Some fleets can tolerate risk of taking their trucks to the brink of breakdown, depending on the truck’s application. “If the truck build is not too complex, they might be able to afford to be a bit more risky because they can quickly find a replacement vehicle out of dealer stock or as a short-term rental to minimize downtime,” Samp said. “If it’s a very complex and unique build, where it’s hard to replace with a rental truck, or the fleet doesn’t have spare vehicles, then you would be in a situation where you might not want to replace the vehicle sooner to reduce downtime risk.”

When assessing risk tolerance, fleet managers should include cost of downtime in their analysis.

“Fleet managers need to know, what is the cost of downtime? Every business is different. If this is a truck that is used in the oil fields and it breaks down, it could cost the company hundreds or even thousands of dollars per hour in lost productivity, depending on the role of the truck,” said Reid of GE Capital Fleet Services.

If a truck stays in service too long, the impact of downtime could cripple a business. “Fleets get a truck to do a job, and if the trucks aren’t productive, that affects the entire organization. So the organization as a whole will react to having older trucks,” Reid said.

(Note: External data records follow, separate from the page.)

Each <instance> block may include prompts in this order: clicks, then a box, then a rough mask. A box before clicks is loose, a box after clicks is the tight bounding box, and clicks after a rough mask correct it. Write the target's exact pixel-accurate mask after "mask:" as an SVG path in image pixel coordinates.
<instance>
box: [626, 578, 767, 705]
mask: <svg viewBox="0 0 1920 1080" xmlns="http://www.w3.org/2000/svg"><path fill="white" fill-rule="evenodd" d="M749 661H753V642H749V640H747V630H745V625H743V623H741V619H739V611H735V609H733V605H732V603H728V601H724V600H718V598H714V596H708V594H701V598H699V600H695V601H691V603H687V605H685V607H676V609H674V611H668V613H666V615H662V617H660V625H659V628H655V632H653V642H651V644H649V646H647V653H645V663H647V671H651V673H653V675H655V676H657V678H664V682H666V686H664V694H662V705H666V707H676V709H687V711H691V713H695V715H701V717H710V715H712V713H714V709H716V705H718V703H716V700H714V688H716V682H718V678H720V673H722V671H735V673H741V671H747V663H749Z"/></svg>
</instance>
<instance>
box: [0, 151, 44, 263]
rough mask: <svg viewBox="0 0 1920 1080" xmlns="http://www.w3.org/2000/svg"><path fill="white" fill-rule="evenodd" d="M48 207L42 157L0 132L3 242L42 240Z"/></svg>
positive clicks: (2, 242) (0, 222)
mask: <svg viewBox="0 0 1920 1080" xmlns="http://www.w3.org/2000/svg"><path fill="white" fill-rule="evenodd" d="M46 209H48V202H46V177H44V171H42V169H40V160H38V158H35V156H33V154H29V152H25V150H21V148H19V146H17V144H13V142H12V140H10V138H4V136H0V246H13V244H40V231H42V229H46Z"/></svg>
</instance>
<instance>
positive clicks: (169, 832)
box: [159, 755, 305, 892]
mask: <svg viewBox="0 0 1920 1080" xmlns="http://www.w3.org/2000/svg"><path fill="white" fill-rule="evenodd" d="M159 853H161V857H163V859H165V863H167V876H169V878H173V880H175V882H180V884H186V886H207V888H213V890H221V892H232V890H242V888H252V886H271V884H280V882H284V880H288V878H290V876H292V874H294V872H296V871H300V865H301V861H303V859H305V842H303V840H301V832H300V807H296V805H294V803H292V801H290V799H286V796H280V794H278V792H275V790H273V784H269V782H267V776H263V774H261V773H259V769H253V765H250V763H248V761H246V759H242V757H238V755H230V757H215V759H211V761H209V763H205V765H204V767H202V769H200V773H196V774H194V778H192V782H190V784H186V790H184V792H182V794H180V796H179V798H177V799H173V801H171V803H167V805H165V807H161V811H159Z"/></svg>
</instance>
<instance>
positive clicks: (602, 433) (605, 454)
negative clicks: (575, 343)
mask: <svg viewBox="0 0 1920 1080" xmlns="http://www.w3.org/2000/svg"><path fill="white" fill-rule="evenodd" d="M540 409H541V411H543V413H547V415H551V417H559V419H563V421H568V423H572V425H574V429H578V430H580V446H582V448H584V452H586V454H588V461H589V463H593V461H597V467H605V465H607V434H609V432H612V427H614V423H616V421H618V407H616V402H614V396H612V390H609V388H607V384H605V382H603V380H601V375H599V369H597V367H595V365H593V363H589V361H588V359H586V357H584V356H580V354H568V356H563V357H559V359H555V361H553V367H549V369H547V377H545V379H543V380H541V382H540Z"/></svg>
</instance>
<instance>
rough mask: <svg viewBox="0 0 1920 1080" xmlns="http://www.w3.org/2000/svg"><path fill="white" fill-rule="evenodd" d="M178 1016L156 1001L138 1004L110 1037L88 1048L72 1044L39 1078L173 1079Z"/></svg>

The key is to determine at which point the risk of unplanned vehicle maintenance outweighs the “reward” of lower capital expense. Or, as Brightwell of Wheels puts it: “Any time your total cost of operations starts to exceed the remarketing value to resell the truck, then it’s time to consider that the lifecycle might be over for that truck.”

According to Reid, “If you keep your vehicles too long, your company becomes more focused on solving maintenance issues while your drivers and operations spend less time with your customers.”